Vous savez tous quel savant a été le P. Montagnes. Il aimait qualifier de ce titre un peu désuet universitaires et chercheurs amis, collègues de la Société Archéologique du Midi de la France ou du Comité des Cahiers de Fanjeaux, mais aussi érudits, clercs ou laïcs, avec ou sans plumage académique, célébrés par l’Université ou isolés dans leur cabinet de travail. En ces savants, notre frère voyait des frères d’armes, ceux qui faisaient le même métier que lui, des serviteurs de la vérité.
Savant parmi les savants, notre frère se voulait acteur et serviteur de ce qu’il appelait la « diaconie » historique, c’est-à-dire une entreprise d’intelligibilité de l’histoire des hommes. Lui se livrait à ce travail dans la foi, bien entendu. Il ne s’est jamais caché d’être religieux et prêtre et d’agir comme tel. En s’attachant aux figures du P. Lagrange, mais aussi de Sébastien Michaelis, de Lacordaire, du P. Cormier, ou de sa chère Marie de la Croix, il trouvait en eux des objets d’étude scientifique mais voyait aussi et surtout des amis de Dieu, des figures de sainteté… Parmi ses pairs, seuls les ignorants ou les imbéciles ont pu s’en offusquer : on juge un savant sur sa probité intellectuelle.
Un savant, c’est l’homme d’une œuvre accomplie méthodiquement, pas à pas ; une œuvre élevée comme une cathédrale destinée à accueillir, dans l’éclat réfléchi du soleil, des fidèles qui trouvent plus de lumière à l’intérieur qu’à l’extérieur du monument.
Mais que se passe-t-il quand un savant ne peut plus accomplir son œuvre ?
Il y a huit jours, au moment d’une crise d’angoisse, le P. Montagnes m’a demandé à deux reprises, en latin bien accentué et en pleine nuit : « Quid faciam ? », « Que faire ? », ou plutôt « que ferai-je ? »

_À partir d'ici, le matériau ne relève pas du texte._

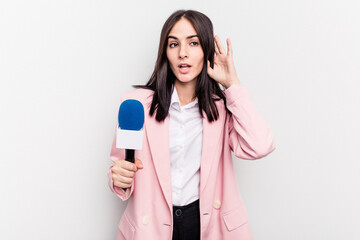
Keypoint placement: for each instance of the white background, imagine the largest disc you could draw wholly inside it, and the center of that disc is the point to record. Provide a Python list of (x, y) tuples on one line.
[(64, 65)]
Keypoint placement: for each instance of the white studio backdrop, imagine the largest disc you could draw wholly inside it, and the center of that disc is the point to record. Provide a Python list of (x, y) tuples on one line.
[(64, 65)]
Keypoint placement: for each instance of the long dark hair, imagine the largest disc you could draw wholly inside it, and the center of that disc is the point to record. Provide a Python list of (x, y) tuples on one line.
[(162, 79)]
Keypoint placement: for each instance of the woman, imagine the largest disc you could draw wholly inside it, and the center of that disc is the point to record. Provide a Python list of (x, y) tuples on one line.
[(182, 184)]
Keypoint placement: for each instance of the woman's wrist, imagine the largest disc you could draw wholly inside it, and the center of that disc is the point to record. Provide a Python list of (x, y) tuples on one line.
[(231, 82)]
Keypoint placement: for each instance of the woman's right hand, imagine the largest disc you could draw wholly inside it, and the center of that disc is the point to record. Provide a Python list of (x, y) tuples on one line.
[(123, 172)]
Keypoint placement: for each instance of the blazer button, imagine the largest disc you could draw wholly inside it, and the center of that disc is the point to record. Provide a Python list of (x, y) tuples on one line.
[(145, 220), (217, 204)]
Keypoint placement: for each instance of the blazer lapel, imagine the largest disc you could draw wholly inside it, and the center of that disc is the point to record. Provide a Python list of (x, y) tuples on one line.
[(158, 138), (211, 140)]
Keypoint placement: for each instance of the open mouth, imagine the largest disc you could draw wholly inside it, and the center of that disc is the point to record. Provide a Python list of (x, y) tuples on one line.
[(184, 68)]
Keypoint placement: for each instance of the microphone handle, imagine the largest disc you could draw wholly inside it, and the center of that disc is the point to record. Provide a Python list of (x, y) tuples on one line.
[(129, 156)]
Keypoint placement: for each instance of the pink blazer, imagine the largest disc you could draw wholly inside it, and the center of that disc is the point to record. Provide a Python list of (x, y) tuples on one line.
[(149, 215)]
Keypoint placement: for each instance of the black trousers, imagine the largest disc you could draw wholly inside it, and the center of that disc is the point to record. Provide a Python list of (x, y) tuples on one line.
[(186, 222)]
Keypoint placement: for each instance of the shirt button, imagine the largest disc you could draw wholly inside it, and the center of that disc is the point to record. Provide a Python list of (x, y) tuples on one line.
[(217, 204), (145, 220), (178, 212)]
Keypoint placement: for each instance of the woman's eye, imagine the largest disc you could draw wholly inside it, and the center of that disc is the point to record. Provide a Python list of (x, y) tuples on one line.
[(172, 45)]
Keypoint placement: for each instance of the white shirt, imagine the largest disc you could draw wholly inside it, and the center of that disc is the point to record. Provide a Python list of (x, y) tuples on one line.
[(185, 139)]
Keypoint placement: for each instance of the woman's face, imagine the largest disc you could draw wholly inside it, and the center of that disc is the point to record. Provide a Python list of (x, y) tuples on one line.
[(184, 52)]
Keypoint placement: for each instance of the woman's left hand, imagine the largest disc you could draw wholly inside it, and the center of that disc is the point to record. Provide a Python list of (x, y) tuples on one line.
[(224, 70)]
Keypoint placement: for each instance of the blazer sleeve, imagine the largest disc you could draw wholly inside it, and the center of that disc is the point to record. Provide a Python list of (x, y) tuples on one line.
[(250, 136), (116, 154)]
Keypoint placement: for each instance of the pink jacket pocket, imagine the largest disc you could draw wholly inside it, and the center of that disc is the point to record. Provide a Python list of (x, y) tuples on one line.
[(125, 227), (235, 218)]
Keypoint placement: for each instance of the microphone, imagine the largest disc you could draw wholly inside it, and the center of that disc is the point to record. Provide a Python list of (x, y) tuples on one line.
[(129, 131)]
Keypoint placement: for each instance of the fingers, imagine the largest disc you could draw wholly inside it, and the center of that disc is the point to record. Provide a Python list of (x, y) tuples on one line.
[(229, 46), (219, 49), (123, 172)]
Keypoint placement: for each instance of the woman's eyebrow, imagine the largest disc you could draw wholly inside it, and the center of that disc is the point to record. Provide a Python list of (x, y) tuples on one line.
[(191, 36)]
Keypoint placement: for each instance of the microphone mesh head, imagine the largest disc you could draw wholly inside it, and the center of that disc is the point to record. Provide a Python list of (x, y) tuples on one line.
[(131, 115)]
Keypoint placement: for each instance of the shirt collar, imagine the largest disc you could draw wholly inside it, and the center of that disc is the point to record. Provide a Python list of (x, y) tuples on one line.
[(175, 102)]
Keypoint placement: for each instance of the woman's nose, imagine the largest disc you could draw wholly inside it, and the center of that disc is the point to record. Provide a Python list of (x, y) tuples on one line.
[(183, 52)]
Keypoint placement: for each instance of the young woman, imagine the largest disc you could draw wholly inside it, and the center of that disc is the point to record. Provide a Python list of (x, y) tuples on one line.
[(182, 184)]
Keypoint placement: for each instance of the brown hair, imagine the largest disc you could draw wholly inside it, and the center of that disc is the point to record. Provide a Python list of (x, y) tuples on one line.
[(162, 79)]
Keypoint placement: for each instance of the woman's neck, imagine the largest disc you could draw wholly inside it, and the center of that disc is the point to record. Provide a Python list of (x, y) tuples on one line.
[(185, 91)]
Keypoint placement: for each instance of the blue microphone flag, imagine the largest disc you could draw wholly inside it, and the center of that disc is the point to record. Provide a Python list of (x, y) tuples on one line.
[(131, 115)]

Cette interrogation qu’il faisait sienne parcourt l’Écriture, dans la bouche de Dieu comme dans celle de l’homme. C’est l’interrogation de Dieu face au péché de sa créature : « Que ferai-je pour toi, Éphraïm ? Que ferai-je pour toi Juda ? Car votre amour est la nuée du matin, comme la rosée qui tôt se dissipe. [Or] c’est l’amour qui me plaît et non les sacrifices, la connaissance de Dieu plutôt que les holocaustes » (Os 6, 4.6). Ici, la Révélation montre comme un désarroi de Dieu devant l’homme qui se refuse à sa vocation divine. Mais l’interrogation « Quid faciam ? », on la trouve aussi dans la bouche de l’homme, et notamment dans la parabole de ce mystérieux intendant qui a dilapidé les biens de son maître et s’est vu retirer son mandat de gestion : « Que vais-je faire, se dit-il, puisque mon maître me retire la gérance ? » (Lc 16, 3).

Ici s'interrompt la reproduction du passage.